Zum Einstand bei "Gründerszene": Don Dahlmann ruft die nächste Revolution aus

 

Mit Don Dahlmann schreibt einer der bekanntesten Auto-Blogger Deutschlands seit Anfang Juli für Gründerszene. Jetzt wird auch so langsam deutlich, was Chefredakteur Frank Schmiechen mit seiner Neuverpflichtung vorhat.

Mit Don Dahlmann schreibt einer der bekanntesten Auto-Blogger Deutschlands seit Anfang Juli für Gründerszene. Jetzt wird auch so langsam deutlich, was Chefredakteur Frank Schmiechen mit seiner Neuverpflichtung vorhat. Gründerszene.de will ab sofort die Umwälzungen in der Automobilwirtschaft journalistisch dokumentieren und begleiten.

"Die nächste Revolution" titelt Don Wahlmann zum Auftakt des neuen Gründerszene.de-Kanals "Automotive & Mobility" und schreibt: "Auch auf Industrieseite steht die Automobilwirtschaft vor enormen Umwälzungen. Der 3D-Druck wird in Zukunft die riesigen Maschinen in der Metallverarbeitung überflüssig machen. Produktionsbedingungen müssen umgestellt werden, Mitarbeiter umgeschult, oder entlassen werden. Auf die Automobilindustrie wartet eine Revolution, die sie in vielen Bereichen komplett verändern wird.

Doch die zunehmende Digitalisierung eines vormals vollkommen analogen und mechanischen Produktes bringt neue Chancen. Nicht alle Herausforderungen, vor denen die Industrie steht, wird diese im Alleingang lösen können. Und nicht alle neuen Ideen, können aus der Industrie kommen. Für Startups bieten sich also ungeahnte Möglichkeiten und für Investoren profitable Chancen auf einem Markt, den Analysten mit mehr als 50 Milliarden Euro Umsatz bewerten. Pro Jahr."

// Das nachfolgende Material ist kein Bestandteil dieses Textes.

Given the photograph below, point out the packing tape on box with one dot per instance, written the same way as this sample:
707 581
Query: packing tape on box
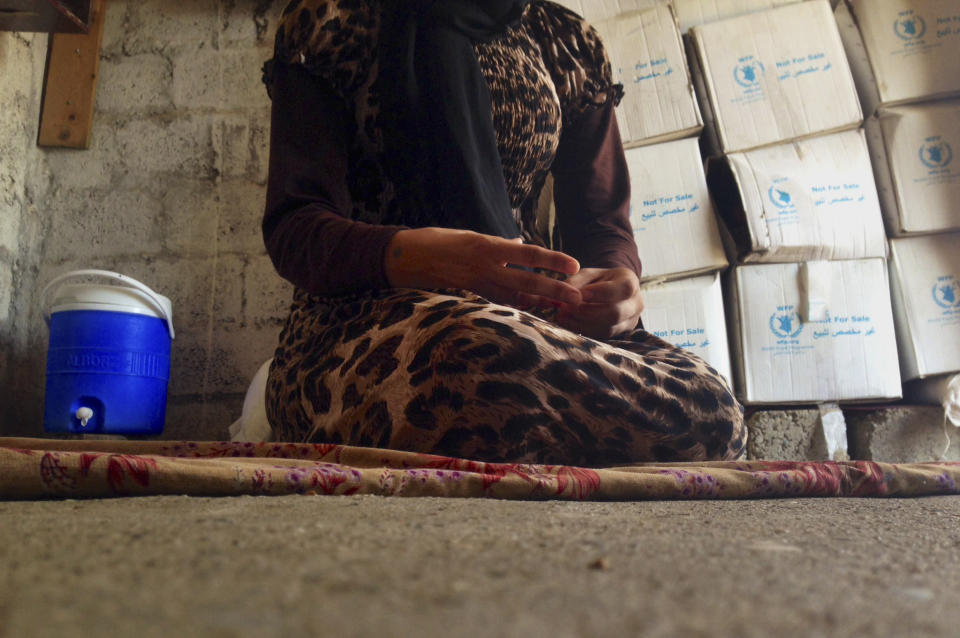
815 281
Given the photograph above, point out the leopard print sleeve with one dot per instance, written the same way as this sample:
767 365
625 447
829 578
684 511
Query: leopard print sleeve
577 60
332 39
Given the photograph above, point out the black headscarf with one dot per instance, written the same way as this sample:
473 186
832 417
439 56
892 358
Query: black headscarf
438 129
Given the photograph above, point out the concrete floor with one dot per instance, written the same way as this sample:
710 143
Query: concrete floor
369 566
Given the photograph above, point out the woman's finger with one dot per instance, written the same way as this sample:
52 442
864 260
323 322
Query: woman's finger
537 285
607 292
536 257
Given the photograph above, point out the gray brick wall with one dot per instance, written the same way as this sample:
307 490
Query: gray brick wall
170 192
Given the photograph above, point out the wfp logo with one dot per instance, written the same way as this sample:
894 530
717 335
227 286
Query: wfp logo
946 293
786 324
936 153
780 197
910 27
748 73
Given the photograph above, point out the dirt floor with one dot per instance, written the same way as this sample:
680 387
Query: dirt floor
370 566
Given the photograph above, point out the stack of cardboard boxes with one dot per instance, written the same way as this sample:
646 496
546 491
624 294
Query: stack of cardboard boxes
771 95
808 301
672 214
904 55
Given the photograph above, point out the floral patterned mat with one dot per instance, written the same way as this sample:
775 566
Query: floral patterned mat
45 468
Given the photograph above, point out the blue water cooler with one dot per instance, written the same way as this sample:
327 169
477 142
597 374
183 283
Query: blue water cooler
108 363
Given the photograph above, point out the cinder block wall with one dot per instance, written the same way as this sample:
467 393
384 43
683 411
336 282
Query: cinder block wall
170 192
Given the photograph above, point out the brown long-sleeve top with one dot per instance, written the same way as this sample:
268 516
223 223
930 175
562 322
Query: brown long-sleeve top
315 244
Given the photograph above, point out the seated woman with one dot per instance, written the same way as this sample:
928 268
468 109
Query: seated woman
410 142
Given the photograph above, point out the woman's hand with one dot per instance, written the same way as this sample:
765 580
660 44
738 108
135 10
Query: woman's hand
448 258
612 302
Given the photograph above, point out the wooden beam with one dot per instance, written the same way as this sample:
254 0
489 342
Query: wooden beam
51 16
70 85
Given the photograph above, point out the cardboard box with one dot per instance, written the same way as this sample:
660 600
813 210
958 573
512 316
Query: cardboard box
776 75
672 215
913 149
925 286
813 333
596 10
689 313
807 199
913 47
647 57
690 13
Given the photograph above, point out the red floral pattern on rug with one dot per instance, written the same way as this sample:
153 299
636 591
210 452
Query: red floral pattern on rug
38 468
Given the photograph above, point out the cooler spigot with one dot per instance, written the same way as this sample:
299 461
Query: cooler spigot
84 415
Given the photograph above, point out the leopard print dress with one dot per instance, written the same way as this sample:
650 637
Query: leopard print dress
449 372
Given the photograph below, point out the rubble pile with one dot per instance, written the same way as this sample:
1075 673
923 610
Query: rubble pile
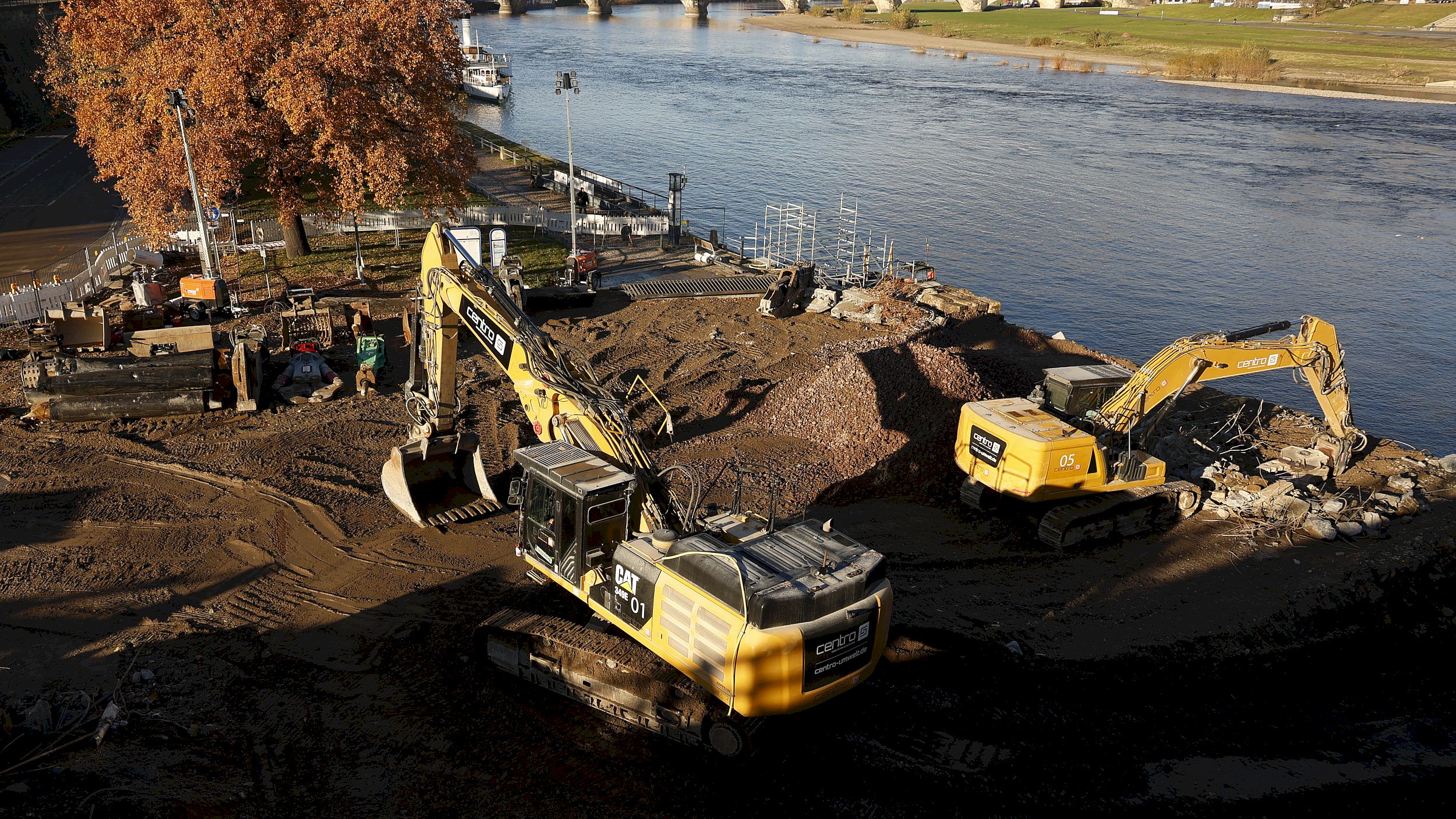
881 411
1296 490
902 303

Gründerszene bezeichnet sich selbst als das führende Onlinemagazin für die Start-up-Szene und die digitale Wirtschaft. Monatlich zieht das Angebot nach Verlagsangaben über 690.000 Unique User an. Zum Führungsteam um Schmiechen gehören der stellvertretende Chefredakteur Alex Hofmann und Niklas Wirminghaus als Mitglied der Redaktionsleitung. Verlag von Gründerszene.de (Schwesterblatt: das englischsprachige VentureVillage) ist Vertical Media. Axel Springer ist seit Sommer 2014 mit 90 Prozent an dem Verlag für Digitale Medien beteiligt.